In conclusione ci tengo a sottolineare che questo scenario riformistico è diretta conseguenza e quindi merito del voto di domenica e lunedì, e ne sono consapevoli anche molti elettori del no che nelle ore successive al suffragio già si apprestavano ad elencare le riforme di cui necessita il sistema istituzionale ora. Si è rotta una cortina che da decenni riteneva intoccabile il sistema istituzionale. Ora bisogna approfittarne a pieno cercando di non far calare i riflettori ed ignorando le lamentele dei benaltristi del “i veri problemi sono altri”.
Mirko Boschetti
Gentile Mirko, la Costituzione fu redatta in circa un anno e mezzo di lavoro dell’Assemblea Costituente, ovvero il Parlamento, tra il 1946 e la fine del 1947. È fatta di 138 articoli. Non ti sfiora il dubbio che metterci le mani un pezzo alla volta da parte di partiti che hanno solo obiettivi di consenso a breve termine e di sopravvivenza sia un grossolano errore di principio? Orgasmi populisti come la Brexit o come il taglio dei Parlamentari daranno più problemi che soluzioni. Prevedo poca chiarezza in tema di legge elettorale e spinte per il referendum propositivo. A mio avviso stiamo scambiando il problema con la soluzione, non è il Parlamento che non funziona, ma gli Italiani, e demolire la mediazione del primo a favore dei secondi non mi sembra una scelta felice. Per quanto scarso sia il livello dei rappresentanti che ci siamo scelti, specie se confrontato con quello dei componenti dell’Assemblea Costituente. Speriamo in bene.

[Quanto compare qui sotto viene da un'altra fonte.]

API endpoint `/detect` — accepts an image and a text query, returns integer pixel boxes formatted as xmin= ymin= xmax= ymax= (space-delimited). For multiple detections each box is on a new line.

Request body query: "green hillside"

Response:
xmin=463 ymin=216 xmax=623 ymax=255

Ciao Emiliano, in verità quando venne inserito il 138 e quindi previsto che la nostra Costituzione assumesse caratteri di “Costituzione rigida”, l’intento dei costituenti era quello che non venisse stravolto l’impianto originario con nuove “costituenti”, ma che le proposte di modifica fossero “chiare” (aggettivo ripetuto a più riprese), sentite dalla popolazione (addirittura inizialmente si voleva rendere obbligatorio lo strumento referendario) e coerenti formalmente. A livello di interpretazione originaria della carta costituzionale, le modifiche puntuali hanno più appiglio storico e dottrinale. Ovvio, non avendo mai sopportato particolarmente i puristi della Costituzione, mi sono fatto andare bene anche la riforma renziana, complessiva, che toccava più materie senza un’apparente ratio unitaria.
Questo per quanto riguarda le modifiche costituzionali.
Per quanto riguarda gli attori politici con me sfondi una porta aperta. Credo però che le proposte vadano giudicate in sè, non a seconda di chi tra gli attori numerosi le approverà in parlamento. Credo inoltre che il mancato riformismo agevoli il successo di questi attori a noi avversi. Se le istituzioni si fossero, diciamo, “attualizzate” anni fa forse ora non saremmo qui a parlare di forza antisistema che in modo grossolano hanno preso il potere denunciando la mala politica e la lentezza istituzionale.